If you have a charity that you feel passionate about giving to, it is natural to wonder if you can leave money to that organization following your death. Still, you also have your children and possibly other relatives in mind to inherit from you. A trust can help you accomplish both of these goals.
However, you might feel uneasy about giving to both your family and your charity at the same time, particularly if you feel your relatives deserve their inheritance as soon as possible. Fortunately, it is possible to create a trust to prioritize your giving, and even have it function while you are still alive.
Using a charitable remainder trust
With a charitable remainder trust, you can pay an income stream to your designated beneficiaries for a period of time. This interval could be for the life of the beneficiaries or a set number of years. After the period ends, the remaining assets in the trust go to your chosen charity.
The beneficiaries receive regular payouts from the trust, which can be a percentage of the assets or a fixed amount. You receive an upfront charitable tax deduction when you fund the trust based on the expected amount the charity will ultimately receive. This deduction provides tax savings during your lifetime.
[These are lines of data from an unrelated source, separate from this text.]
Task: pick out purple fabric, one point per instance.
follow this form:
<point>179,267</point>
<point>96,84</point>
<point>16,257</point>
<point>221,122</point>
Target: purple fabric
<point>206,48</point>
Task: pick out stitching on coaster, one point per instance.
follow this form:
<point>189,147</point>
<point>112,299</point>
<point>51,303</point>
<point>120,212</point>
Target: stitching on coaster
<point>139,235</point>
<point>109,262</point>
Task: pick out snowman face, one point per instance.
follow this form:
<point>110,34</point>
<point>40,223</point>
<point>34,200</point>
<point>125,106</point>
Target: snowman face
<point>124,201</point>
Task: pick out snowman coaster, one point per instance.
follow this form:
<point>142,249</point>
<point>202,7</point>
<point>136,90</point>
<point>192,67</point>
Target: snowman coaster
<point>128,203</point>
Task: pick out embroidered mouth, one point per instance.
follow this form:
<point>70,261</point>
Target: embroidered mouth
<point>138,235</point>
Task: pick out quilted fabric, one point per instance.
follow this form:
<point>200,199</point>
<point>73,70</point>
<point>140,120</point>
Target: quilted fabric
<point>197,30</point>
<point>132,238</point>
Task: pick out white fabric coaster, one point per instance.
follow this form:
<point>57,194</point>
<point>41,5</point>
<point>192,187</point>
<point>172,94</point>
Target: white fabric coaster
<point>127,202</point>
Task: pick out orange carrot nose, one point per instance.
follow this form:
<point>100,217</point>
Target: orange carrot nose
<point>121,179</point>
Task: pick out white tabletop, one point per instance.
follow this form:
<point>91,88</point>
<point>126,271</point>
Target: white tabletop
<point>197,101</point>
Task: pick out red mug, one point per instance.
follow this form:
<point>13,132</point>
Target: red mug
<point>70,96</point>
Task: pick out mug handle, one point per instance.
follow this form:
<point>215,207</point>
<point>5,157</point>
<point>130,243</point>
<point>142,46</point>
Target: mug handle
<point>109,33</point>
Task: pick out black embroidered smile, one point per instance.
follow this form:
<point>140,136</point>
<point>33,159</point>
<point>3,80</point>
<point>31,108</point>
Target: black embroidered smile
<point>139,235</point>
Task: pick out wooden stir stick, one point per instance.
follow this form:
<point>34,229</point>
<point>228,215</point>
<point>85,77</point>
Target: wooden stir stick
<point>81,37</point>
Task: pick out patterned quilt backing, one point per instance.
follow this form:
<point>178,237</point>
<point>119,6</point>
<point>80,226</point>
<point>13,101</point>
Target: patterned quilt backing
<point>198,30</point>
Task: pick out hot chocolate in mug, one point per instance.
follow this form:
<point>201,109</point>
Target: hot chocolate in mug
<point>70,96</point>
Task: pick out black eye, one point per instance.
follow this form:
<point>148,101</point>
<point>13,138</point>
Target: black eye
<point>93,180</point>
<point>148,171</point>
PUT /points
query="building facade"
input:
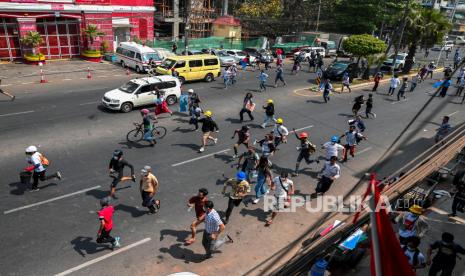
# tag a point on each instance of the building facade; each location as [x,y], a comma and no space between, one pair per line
[60,23]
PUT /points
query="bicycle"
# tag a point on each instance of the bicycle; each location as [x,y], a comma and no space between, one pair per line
[137,134]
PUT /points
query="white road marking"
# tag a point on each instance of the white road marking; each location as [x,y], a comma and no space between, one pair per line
[198,158]
[101,258]
[16,113]
[50,200]
[302,128]
[364,150]
[90,103]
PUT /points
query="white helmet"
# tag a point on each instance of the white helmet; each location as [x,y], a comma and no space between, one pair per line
[31,149]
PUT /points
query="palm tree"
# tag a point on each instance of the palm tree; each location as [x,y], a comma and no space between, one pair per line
[92,32]
[32,39]
[425,27]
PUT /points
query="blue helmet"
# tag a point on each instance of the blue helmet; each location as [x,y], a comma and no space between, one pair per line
[241,176]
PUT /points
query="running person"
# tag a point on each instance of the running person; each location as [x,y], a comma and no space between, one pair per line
[280,132]
[306,149]
[12,97]
[116,167]
[197,202]
[105,216]
[38,167]
[148,189]
[243,138]
[208,126]
[147,124]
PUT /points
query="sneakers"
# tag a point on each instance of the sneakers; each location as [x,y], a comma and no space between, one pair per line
[116,243]
[58,175]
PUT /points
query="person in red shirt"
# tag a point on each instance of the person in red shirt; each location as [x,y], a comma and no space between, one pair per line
[105,216]
[198,203]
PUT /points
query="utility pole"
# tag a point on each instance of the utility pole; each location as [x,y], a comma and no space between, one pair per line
[318,16]
[404,23]
[187,9]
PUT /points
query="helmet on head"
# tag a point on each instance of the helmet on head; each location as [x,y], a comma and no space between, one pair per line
[241,176]
[145,111]
[31,149]
[415,209]
[105,201]
[118,153]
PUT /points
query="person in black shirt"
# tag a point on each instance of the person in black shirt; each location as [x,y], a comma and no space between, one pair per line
[116,167]
[208,126]
[445,259]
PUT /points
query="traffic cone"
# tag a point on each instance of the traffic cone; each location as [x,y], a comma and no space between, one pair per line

Using a charitable lead trust
If you feel your heirs can wait for their inheritance, you might opt for a charitable lead trust. With this type of trust, the charity receives the income stream payments for a set period of time. Afterward, the remaining assets pass to your designated beneficiaries.
You do not receive an upfront charitable deduction when funding this trust. However, any assets that go to your beneficiaries are removed from your taxable estate. This can provide significant estate tax savings if your estate exceeds exemption amounts.
Charitable trusts provide unique ways to support causes important to you while still benefiting your relatives financially. Since the type of trust you use makes a difference in the timing of payouts and potential tax benefits, you should consider your priorities carefully before composing a trust.